Tangannya masih kugenggam erat.
Tak ingin untuk ku lepas.
Namun dia serupa angin,
Tak bisa kugenggam dan perlahan lenyap.
Aku masih menyibukkan diri untuk benar-benar bangkit.
Dia serupa obat penenang yang dibutuhkan oleh pecandu.
Menenangkan ku, menyembuhkan luka ku, mengantarku bangkit dari keterpurukan.
Matanya bagai cahaya,
Penerang jalanku yang kini gelap gulita.
Hanya dengan memandangnya.
Aku tau arah menuju rumah.
Jangan tanyakan bulan, berapa kali aku memintanya membisikkan rindu padamu
Karena untuk menjawabnya, kau harus menghitung bintang di langit.
Jangan tanyakan Pencipta, berapa kali aku menyebut namamu disetiap doaku.
Karena untuk menjawabnya, kau harus pergi keluar angkasa dan melihat seluruh hasil buatan Nya.
Sebanyak itu, sebesar itu.
Dan kau harus percaya aku.
Tapi jangan lakukan itu.
Nanti kau lelah dan tertidur pulas di bahuku.

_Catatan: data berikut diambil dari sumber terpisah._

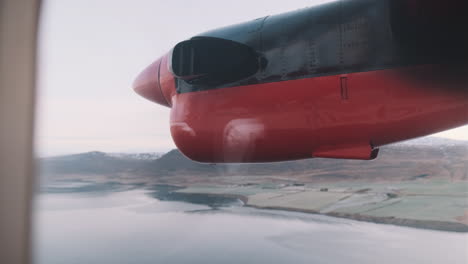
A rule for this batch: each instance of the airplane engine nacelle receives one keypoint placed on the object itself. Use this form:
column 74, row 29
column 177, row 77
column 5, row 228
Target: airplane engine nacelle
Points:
column 335, row 81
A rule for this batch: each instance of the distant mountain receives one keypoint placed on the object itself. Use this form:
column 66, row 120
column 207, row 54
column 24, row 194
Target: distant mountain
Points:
column 427, row 157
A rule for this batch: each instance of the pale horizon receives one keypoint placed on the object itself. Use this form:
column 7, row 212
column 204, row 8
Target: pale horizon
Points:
column 91, row 51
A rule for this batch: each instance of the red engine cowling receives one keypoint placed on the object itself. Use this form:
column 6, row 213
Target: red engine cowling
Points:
column 312, row 90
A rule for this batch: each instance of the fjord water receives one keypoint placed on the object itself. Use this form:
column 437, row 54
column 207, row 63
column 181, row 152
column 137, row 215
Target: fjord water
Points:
column 102, row 225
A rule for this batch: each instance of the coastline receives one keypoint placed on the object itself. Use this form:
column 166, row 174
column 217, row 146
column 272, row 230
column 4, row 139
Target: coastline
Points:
column 437, row 225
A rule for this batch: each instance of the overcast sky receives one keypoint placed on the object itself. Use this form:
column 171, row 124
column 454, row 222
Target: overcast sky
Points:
column 90, row 51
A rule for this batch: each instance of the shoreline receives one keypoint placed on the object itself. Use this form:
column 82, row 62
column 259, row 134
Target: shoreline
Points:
column 405, row 222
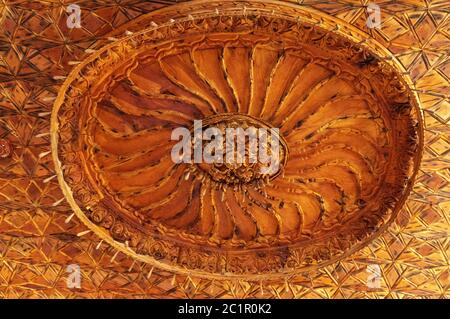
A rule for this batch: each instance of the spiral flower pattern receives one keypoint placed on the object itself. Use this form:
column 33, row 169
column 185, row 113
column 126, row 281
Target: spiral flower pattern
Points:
column 336, row 136
column 346, row 125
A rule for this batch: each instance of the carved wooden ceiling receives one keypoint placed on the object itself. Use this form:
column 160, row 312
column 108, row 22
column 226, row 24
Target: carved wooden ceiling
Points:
column 86, row 117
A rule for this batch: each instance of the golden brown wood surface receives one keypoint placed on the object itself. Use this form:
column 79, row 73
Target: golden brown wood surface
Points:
column 352, row 132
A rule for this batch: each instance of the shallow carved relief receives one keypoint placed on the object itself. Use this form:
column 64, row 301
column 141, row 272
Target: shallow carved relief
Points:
column 349, row 127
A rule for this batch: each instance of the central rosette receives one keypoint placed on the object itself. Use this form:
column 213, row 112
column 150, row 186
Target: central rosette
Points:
column 232, row 148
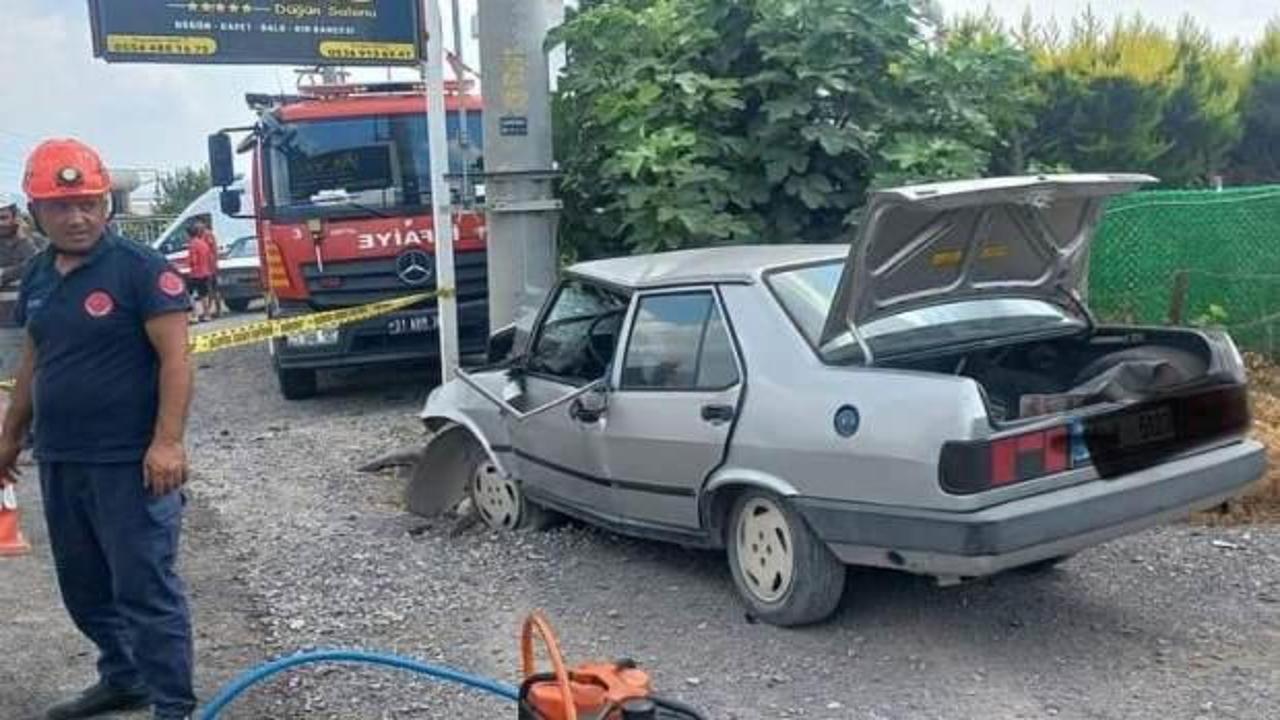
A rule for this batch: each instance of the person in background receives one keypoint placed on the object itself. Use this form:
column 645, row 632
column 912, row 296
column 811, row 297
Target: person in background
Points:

Dan aku tak bisa menatap mata indahmu.
Kemudian aku tersesat tanpa tau rumahku.
Tapi, tak apa.
Karena dengan bersamamu, aku bahkan mempunyai dunia.
•••
"Karena kau bukan rumah. Tempatku datang, pergi, dan singgah. Kau adalah dunia. Tempatku jatuh, berlari, bermimpi, hingga tutup usia."
Salam,
Gewind penulis amatir yang lagi masak nasi.
KAMU SEDANG MEMBACA
Dunia Kata
PoetryBiarkan kata merangkum semua luka, kesedihan, kekosongan, kehilangan serta kebahagiaan. Ku biarkan kalian membaca dunia kata yang kurangkum dalam satu puisi. Menerjemahkan rasa resah dalam sebuah kata bermakna. Agar tak membelenggu diujung relung ha...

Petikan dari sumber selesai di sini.